Fun, simple, and easy ways to integrate your spiritual beliefs as a Pagan with your everyday life.
Remember when summer was a time to relax and enjoy life? Nah, me neither. I think that the idea of summertime as a fun and laid-back period dates back to school vacations when we were kids. Most of the adults I know spend most of their summer busier than ever. I know I am, with garden and yard work thrown in on top of all the other things I usually do, and the shop I run inundated with tourists.
Don’t get me wrong—I love summer. But sometimes it can be hard to keep up with the mundane tasks, nonetheless set aside time for spiritual practice during a season when many of us seem to spend most of our days running from one place to another at full speed. (If you get to go spend a week on a beach somewhere, can I come?)
So how do we make the space for a spiritual practice in the midst of the whirlwind of practical demands on our time? I find it can help to combine the two. After all, isn’t the witchcraft path all about walking our talk 24/7 anyway?
For instance, this last Lammas, my group decided to forgo the usual complicated ritual. We were all exhausted, and more than anything we just wanted to gift ourselves with an afternoon and evening to hang out together and enjoy each other’s company. So that WAS our ritual: we had a barbeque, and each of us brought food made with love to share with the others, and we sat and talked and relaxed. It seemed a suitable was to celebrate the first harvest festival of the season.
I try to make gardening into a spiritual endeavor as well. Even when I am not tending my magickal herb garden, I look on my time in the garden as a means of communing with nature, with the gods, and also a way to put positive energy into the food I will be eating later. Even pulling weeds is a way of connecting with earth, and the small pond in the middle of the garden gives me a way to connect with water and the life that resides there. (Yes, I was talking to the frogs the other day. And your point?) Seeds turn into plants, animals and bugs (both beneficial and not) abound, and the cycle of life could not be clearer. Also, the bunny rabbits are exceedingly cute—especially since they can’t get past the fence to eat my carrots.

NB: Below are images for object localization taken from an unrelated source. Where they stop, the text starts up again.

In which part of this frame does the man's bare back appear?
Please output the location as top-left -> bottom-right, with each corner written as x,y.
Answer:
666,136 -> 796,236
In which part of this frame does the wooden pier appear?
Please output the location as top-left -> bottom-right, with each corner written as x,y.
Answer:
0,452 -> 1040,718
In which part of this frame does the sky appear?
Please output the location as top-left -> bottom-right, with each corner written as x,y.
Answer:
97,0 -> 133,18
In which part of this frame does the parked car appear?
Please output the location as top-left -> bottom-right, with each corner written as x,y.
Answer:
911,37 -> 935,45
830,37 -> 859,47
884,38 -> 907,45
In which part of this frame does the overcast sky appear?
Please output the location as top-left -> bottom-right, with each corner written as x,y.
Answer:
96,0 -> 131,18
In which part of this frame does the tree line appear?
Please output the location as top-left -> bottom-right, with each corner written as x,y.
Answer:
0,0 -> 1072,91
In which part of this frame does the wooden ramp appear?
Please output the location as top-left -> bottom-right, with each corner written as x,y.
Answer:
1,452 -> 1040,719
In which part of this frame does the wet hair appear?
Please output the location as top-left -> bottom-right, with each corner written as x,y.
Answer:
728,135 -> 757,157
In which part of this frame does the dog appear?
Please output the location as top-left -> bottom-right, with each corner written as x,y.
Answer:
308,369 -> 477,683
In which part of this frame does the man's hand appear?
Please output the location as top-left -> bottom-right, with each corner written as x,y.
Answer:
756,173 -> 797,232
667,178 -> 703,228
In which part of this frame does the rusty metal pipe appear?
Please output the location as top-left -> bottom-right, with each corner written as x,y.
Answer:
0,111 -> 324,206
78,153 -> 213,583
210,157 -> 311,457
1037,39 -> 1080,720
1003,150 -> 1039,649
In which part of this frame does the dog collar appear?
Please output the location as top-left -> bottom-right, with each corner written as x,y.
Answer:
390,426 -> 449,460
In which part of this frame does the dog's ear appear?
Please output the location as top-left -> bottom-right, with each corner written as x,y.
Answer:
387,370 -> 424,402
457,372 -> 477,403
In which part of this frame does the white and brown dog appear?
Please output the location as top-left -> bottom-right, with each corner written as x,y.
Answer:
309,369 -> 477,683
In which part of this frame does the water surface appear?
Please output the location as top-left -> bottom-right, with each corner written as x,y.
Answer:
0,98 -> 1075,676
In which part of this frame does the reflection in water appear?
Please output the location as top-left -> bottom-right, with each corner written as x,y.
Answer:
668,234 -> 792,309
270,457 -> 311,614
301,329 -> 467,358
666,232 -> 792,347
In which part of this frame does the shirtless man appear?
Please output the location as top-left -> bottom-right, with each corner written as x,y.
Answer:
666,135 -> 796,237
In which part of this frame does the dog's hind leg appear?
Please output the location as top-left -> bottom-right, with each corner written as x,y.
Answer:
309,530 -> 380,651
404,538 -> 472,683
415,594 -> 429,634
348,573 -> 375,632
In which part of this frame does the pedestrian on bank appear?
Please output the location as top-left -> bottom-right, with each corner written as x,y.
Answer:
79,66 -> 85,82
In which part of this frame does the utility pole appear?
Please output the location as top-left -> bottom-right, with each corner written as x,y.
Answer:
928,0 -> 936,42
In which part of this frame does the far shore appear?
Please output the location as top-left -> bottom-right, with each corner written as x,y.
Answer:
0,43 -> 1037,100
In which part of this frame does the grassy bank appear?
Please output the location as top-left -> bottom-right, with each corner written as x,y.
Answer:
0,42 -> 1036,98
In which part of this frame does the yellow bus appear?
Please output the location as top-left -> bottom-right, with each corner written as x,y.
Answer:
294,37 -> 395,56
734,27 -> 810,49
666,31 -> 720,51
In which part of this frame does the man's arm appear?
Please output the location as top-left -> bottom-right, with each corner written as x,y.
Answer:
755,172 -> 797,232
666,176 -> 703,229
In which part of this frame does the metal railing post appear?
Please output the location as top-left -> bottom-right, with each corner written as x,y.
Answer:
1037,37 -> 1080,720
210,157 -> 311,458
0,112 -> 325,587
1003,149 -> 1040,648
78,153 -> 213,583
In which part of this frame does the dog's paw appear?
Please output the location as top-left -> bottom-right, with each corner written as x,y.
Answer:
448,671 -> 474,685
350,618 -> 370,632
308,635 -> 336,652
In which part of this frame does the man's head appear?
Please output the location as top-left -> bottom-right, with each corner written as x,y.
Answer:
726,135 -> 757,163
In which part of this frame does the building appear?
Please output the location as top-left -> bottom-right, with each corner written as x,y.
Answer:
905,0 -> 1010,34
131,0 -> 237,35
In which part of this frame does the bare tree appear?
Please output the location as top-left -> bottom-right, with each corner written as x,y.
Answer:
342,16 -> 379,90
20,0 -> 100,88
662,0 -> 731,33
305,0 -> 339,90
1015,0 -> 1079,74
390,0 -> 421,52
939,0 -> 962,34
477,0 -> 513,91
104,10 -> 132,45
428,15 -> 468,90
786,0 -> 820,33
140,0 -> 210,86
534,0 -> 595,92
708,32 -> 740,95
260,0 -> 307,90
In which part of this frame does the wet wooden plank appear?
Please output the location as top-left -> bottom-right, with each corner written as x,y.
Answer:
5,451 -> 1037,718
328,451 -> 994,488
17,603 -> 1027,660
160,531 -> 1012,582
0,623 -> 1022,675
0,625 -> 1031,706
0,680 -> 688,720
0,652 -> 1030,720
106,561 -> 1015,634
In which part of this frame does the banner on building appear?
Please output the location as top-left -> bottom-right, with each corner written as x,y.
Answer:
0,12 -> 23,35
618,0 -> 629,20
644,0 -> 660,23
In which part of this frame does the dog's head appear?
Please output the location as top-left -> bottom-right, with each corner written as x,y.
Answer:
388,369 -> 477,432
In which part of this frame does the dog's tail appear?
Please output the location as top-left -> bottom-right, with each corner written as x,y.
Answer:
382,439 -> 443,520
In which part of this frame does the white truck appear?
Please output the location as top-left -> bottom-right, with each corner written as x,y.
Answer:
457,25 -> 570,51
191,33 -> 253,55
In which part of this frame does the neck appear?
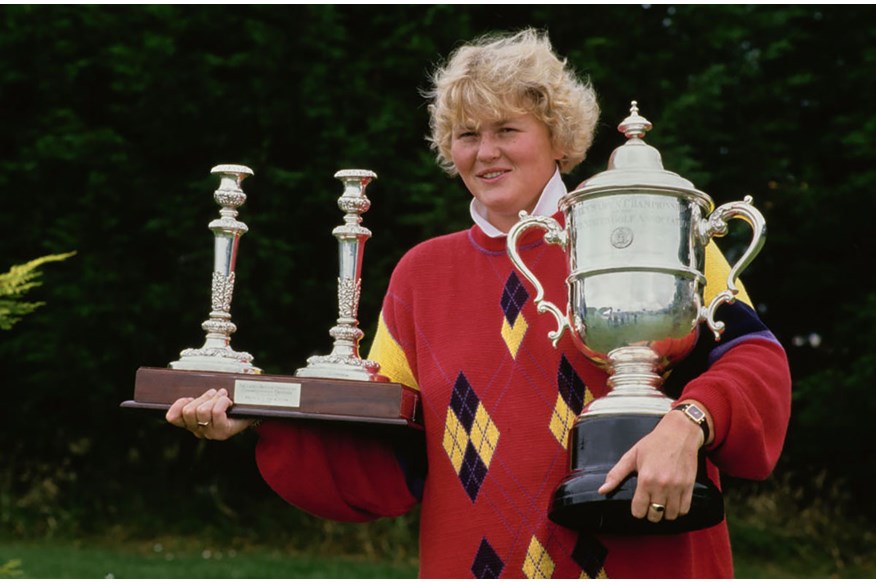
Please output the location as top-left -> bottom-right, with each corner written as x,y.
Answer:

My favorite part of summer (besides my imaginary beach vacation) is eating all the wonderful fresh fruits and veggies, whether it is something I grew myself or picked up from a local farmer at the farmer’s market or farmstand store. For me, eating food that is so close to the earth it comes from and the labor that created it is a spiritual experience all its own. Tonight’s dinner was fresh corn on the cob (not mine, since it isn’t ready yet), and tomatoes, potatoes, onions, and herbs from my garden. I can’t think of any magick more powerful than that, can you?
So I guess my advice, such as it is, is not to worry too much about not having time to practice your craft during the summer. Instead, use everyday moments—like blowing bubbles with your kids (air and water!) or listening to the birds or a rainstorm out your window—to remind you that the summer is still a time for celebration, and that magick surrounds us in ways that might seem mundane to others, but which are as magickal as we want to make them.